Forum Moderators: Robert Charlton & goodroi
If I search for bits of this text this site still comes up, no cache and a maintenance mode message if clicked through.
The Maintenance 200 module allows a site to return a Status code of 200 rather than the default 503 (Service Unavailable) code.
"But wait," you ask, "why would I want that? The site is truly in a 503 state and should report that." The reason you'd want to return a 200 is so that your CDN or caching layer (e.g., Varnish) will cache the maintenance page and serve it to new requests rather than passing the request down to your origin server.
Admittedly, this is kind of a double edge sword, since once the page is in cache you'll have to flush your cache to bring the site back up...
My question is how do I completely remove all traces of this in Google's index? Do I have to submit each page in removal request in webmasters console?
- The URL removal tool is not meant to be used for normal site maintenance like this. This is part of the reason why we have a limit there.
- The URL removal tool does not remove URLs from the index, it removes them from our search results.

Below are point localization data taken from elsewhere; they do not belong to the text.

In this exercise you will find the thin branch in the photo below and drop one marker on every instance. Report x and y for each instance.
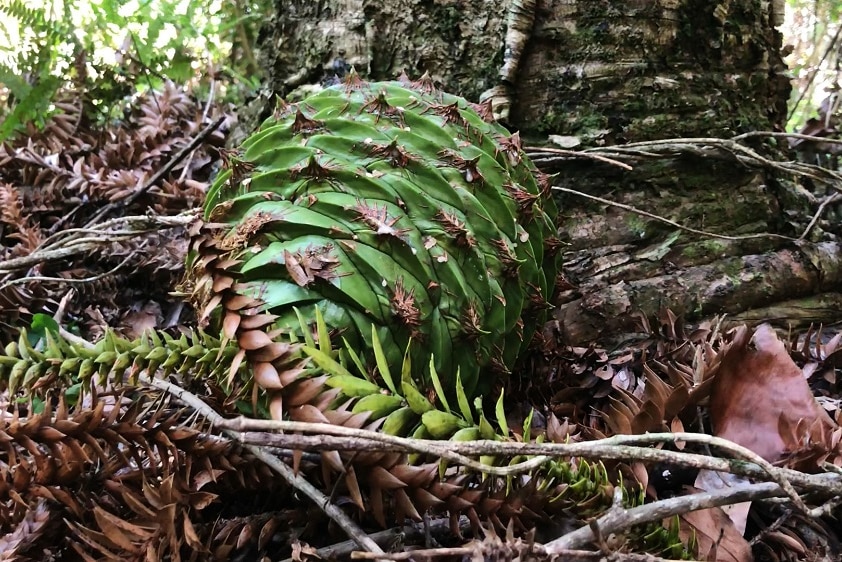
(162, 171)
(618, 519)
(618, 447)
(539, 151)
(294, 480)
(70, 281)
(101, 236)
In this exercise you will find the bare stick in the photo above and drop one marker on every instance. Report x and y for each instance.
(164, 170)
(618, 519)
(297, 481)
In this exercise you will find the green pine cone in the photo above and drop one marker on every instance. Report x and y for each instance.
(392, 205)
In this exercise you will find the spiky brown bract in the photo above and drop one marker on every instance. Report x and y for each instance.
(390, 205)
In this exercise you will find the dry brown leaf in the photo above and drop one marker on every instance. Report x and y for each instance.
(756, 390)
(717, 538)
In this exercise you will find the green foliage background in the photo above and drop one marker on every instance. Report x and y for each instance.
(110, 49)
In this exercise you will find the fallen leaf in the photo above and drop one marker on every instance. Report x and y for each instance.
(759, 391)
(717, 539)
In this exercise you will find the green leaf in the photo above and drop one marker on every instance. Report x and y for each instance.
(380, 358)
(41, 324)
(321, 327)
(437, 385)
(327, 363)
(305, 328)
(501, 415)
(462, 398)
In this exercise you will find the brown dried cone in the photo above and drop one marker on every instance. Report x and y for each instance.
(762, 401)
(274, 365)
(64, 174)
(129, 479)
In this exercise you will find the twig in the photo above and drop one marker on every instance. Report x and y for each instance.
(70, 281)
(670, 222)
(63, 249)
(827, 201)
(162, 171)
(578, 154)
(393, 539)
(295, 480)
(618, 447)
(570, 555)
(787, 136)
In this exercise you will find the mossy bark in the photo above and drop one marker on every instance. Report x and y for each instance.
(601, 72)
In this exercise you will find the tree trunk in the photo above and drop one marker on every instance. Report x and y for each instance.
(597, 73)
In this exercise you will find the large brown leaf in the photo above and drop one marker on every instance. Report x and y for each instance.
(758, 392)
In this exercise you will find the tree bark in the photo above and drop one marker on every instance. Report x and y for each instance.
(598, 73)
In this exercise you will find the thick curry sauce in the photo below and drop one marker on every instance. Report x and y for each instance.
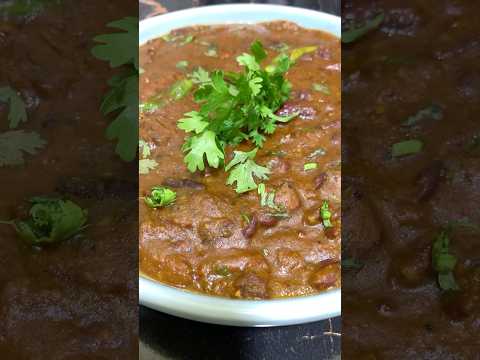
(216, 241)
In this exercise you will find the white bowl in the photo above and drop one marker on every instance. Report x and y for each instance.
(218, 310)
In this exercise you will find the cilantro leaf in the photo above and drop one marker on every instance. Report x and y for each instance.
(180, 89)
(244, 169)
(17, 112)
(354, 34)
(144, 148)
(193, 122)
(13, 145)
(119, 48)
(51, 220)
(407, 147)
(160, 196)
(444, 262)
(201, 146)
(299, 52)
(124, 128)
(326, 214)
(25, 7)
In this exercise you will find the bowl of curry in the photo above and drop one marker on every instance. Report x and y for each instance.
(240, 164)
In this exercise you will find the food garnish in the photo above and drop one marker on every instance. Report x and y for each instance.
(234, 107)
(121, 50)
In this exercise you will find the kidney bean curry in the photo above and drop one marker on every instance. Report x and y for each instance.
(240, 160)
(411, 264)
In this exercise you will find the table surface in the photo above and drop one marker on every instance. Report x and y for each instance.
(164, 337)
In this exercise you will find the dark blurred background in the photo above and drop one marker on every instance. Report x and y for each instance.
(167, 337)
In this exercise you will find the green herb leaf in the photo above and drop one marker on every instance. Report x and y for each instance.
(357, 33)
(51, 220)
(181, 88)
(17, 112)
(187, 40)
(444, 262)
(326, 215)
(123, 97)
(160, 196)
(25, 7)
(322, 88)
(299, 52)
(244, 169)
(431, 112)
(201, 77)
(407, 147)
(121, 49)
(13, 145)
(235, 107)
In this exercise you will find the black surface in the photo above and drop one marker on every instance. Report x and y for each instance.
(166, 337)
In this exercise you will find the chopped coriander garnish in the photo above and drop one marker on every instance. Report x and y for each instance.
(354, 34)
(325, 214)
(14, 144)
(444, 262)
(183, 65)
(17, 113)
(222, 270)
(310, 166)
(244, 169)
(407, 147)
(160, 196)
(321, 88)
(51, 220)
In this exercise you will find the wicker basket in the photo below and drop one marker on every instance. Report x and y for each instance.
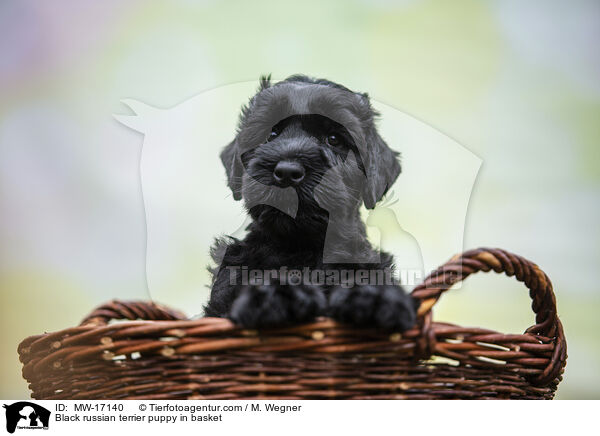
(161, 355)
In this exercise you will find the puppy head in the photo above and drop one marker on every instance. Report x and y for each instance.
(293, 132)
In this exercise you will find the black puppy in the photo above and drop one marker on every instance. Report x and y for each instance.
(306, 155)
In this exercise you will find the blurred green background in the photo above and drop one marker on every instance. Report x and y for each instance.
(517, 83)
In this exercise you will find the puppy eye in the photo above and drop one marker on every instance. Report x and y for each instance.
(333, 140)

The difference is subtle, but it's a part of the reason why you don't see those submissions affect the indexed URL count.
...if you have the ability to use a 410 for content that's really removed, that's a good practice.
For large-scale site changes like this, I'd recommend:
- don't use the robots.txt
- use a 301 redirect for content that moved
- use a 410 (or 404 if you need to) for URLs that were removed
- make sure that the crawl rate setting is set to "let Google decide" (automatic), so that you don't limit crawling
- use the URL removal tool only for urgent or highly-visibile issues.
The 410 (Gone) status code SHOULD be used if the server knows, through some internally configurable mechanism, that an old resource is permanently unavailable and has no forwarding address. This (404) status code is commonly used when the server does not wish to reveal exactly why the request has been refused, or when no other response is applicable.
The 410 response is primarily intended to assist the task of web maintenance by notifying the recipient that the resource is intentionally unavailable and that the server owners desire that remote links to that resource be removed.